Can you share the debug logs from the podman server? If you do a podman images in another terminal, do you see the image?

xinredhat commented 3 years ago

@vrothberg I did see nothing else in anther terminal

$ podman images                                                                                                                                                                                                         
REPOSITORY  TAG     IMAGE ID  CREATED  SIZE

the debug logs from the poman server.

$ vagrant ssh
Last login: Mon Nov 16 11:18:48 2020 from 10.0.2.2
[vagrant@ibm-p8-kvm-03-guest-02 ~]$ podman info --debug
host:
  arch: amd64
  buildahVersion: 1.16.1
  cgroupManager: systemd
  cgroupVersion: v2
  conmon:
    package: conmon-2.0.21-2.fc32.x86_64
    path: /usr/bin/conmon
    version: 'conmon version 2.0.21, commit: 81d18b6c3ffc266abdef7ca94c1450e669a6a388'
  cpus: 1
  distribution:
    distribution: fedora
    version: "32"
  eventLogger: journald
  hostname: ibm-p8-kvm-03-guest-02.virt.pnr.lab.eng.rdu2.redhat.com
  idMappings:
    gidmap:
    - container_id: 0
      host_id: 1000
      size: 1
    - container_id: 1
      host_id: 100000
      size: 65536
    uidmap:
    - container_id: 0
      host_id: 1000
      size: 1
    - container_id: 1
      host_id: 100000
      size: 65536
  kernel: 5.6.6-300.fc32.x86_64
  linkmode: dynamic
  memFree: 114708480
  memTotal: 1020424192
  ociRuntime:
    name: crun
    package: crun-0.15.1-1.fc32.x86_64
    path: /usr/bin/crun
    version: |-
      crun version 0.15.1
      commit: eb0145e5ad4d8207e84a327248af76663d4e50dd
      spec: 1.0.0
      +SYSTEMD +SELINUX +APPARMOR +CAP +SECCOMP +EBPF +YAJL
  os: linux
  remoteSocket:
    exists: true
    path: /run/user/1000/podman/podman.sock
  rootless: true
  slirp4netns:
    executable: /usr/bin/slirp4netns
    package: slirp4netns-1.1.4-1.fc32.x86_64
    version: |-
      slirp4netns version 1.1.4
      commit: b66ffa8e262507e37fca689822d23430f3357fe8
      libslirp: 4.3.1
      SLIRP_CONFIG_VERSION_MAX: 2
  swapFree: 0
  swapTotal: 0
  uptime: 72h 17m 32.45s (Approximately 3.00 days)
registries:
  search:
  - docker.io
  - registry.fedoraproject.org
  - registry.access.redhat.com
  - registry.centos.org
store:
  configFile: /home/vagrant/.config/containers/storage.conf
  containerStore:
    number: 0
    paused: 0
    running: 0
    stopped: 0
  graphDriverName: overlay
  graphOptions:
    overlay.mount_program:
      Executable: /usr/bin/fuse-overlayfs
      Package: fuse-overlayfs-1.2.0-1.fc32.x86_64
      Version: |-
        fusermount3 version: 3.9.1
        fuse-overlayfs: version 1.1.0
        FUSE library version 3.9.1
        using FUSE kernel interface version 7.31
  graphRoot: /home/vagrant/.local/share/containers/storage
  graphStatus:
    Backing Filesystem: extfs
    Native Overlay Diff: "false"
    Supports d_type: "true"
    Using metacopy: "false"
  imageStore:
    number: 0
  runRoot: /run/user/1000/containers
  volumePath: /home/vagrant/.local/share/containers/storage/volumes
version:
  APIVersion: 2.0.0
  Built: 1601494271
  BuiltTime: Wed Sep 30 19:31:11 2020
  GitCommit: ""
  GoVersion: go1.14.9
  OsArch: linux/amd64
  Version: 2.1.1
mtrmac commented 3 years ago

This might require a (Golang) stack trace, or possibly even a system call trace.
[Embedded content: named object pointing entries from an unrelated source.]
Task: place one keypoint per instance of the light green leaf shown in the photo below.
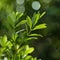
(30, 50)
(41, 26)
(42, 14)
(35, 35)
(37, 16)
(31, 38)
(19, 16)
(21, 23)
(29, 22)
(4, 39)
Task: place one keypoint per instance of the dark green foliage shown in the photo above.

Apparently sending SIGQUIT to the process could trigger an abort with a stack dump, that would be a start.

github-actions[bot] commented 3 years ago

A friendly reminder that this issue had no activity for 30 days.

rhatdan commented 3 years ago

@XinRedhat Could you give @mtrmac the trace information?

xinredhat commented 3 years ago

@rhatdan could you please let me know how to print out the trace information?

rhatdan commented 3 years ago

@mtrmac ^^

mtrmac commented 3 years ago

Apparently sending SIGQUIT to the process could trigger an abort with a stack dump, that would be a start.

Also, see strace / dtruss.


Wait, this is a Mac remote client to a Linux server? In that case I have no idea how to trace the server/client configuration to determine which one has hung, that’s a Podman question.

vrothberg commented 3 years ago

@XinRedhat, can you try with a more recent version of Podman (e.g., v2.2.1)?

vrothberg commented 3 years ago

Closing. Feel free to reopen when we have more information.